Chasing Moving Targets with Online Self-Play Reinforcement Learning for Safer Language Models

Conventional large language model (LLM) safety alignment relies on a reactive, disjoint loop: attackers exploit a static model, then defenders patch exposed vulnerabilities. This sequential setup leads to attackers overfitting obsolete exploits while defenders perpetually lag behind emerging threats. To address this, we introduce Self-RedTeam, the first fully online self-play multi-agent reinforcement learning (MARL) algorithm that continuously co-evolves attacker and defender for robust safety alignment.

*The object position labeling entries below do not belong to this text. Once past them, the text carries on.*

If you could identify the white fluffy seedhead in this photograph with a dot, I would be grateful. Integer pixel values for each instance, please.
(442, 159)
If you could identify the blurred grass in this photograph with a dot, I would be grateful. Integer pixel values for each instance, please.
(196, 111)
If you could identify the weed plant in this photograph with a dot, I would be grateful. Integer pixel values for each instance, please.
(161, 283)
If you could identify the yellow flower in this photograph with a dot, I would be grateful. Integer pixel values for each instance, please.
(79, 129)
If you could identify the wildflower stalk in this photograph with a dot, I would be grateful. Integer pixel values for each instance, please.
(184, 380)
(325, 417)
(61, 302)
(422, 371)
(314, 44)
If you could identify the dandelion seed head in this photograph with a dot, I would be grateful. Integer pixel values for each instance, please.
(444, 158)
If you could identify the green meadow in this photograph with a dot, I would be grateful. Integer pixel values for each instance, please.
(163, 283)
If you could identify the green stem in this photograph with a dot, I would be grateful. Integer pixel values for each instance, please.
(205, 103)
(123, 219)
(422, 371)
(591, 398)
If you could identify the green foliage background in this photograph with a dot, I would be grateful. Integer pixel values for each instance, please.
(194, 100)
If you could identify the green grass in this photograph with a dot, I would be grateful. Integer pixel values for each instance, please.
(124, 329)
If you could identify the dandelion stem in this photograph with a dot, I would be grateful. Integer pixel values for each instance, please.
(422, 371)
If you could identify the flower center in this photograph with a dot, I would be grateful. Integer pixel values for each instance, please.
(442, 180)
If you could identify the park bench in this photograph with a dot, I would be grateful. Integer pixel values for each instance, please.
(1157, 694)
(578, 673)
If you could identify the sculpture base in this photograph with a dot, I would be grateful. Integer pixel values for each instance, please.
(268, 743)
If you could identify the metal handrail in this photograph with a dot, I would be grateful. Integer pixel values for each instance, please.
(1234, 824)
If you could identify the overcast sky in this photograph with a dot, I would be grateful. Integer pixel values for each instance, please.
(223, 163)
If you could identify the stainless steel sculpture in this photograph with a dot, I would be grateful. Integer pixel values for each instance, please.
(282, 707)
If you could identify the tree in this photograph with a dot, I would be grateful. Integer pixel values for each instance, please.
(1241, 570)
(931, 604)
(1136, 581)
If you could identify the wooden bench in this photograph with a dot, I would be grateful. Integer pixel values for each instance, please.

A single policy self-plays as both attacker and defender, generating adversarial prompts and defending against them, with a reward model adjudicating outcomes. Each role uses hidden chain-of-thought for strategic planning. Grounded in two-player zero-sum game theory, we establish a theoretical safety guarantee: if the game converges to Nash Equilibrium, the defender produces safe responses against any adversarial input. Empirically, Self-RedTeam generalizes across five models from the Llama and Qwen families, uncovering more diverse attacks (+17.80% SBERT) and improving safety of RLHF-trained models by up to 95% across 14 benchmarks. Our work motivates a shift from reactive patching to proactive co-evolution, enabling LLM safety self-improvement via online self-play MARL.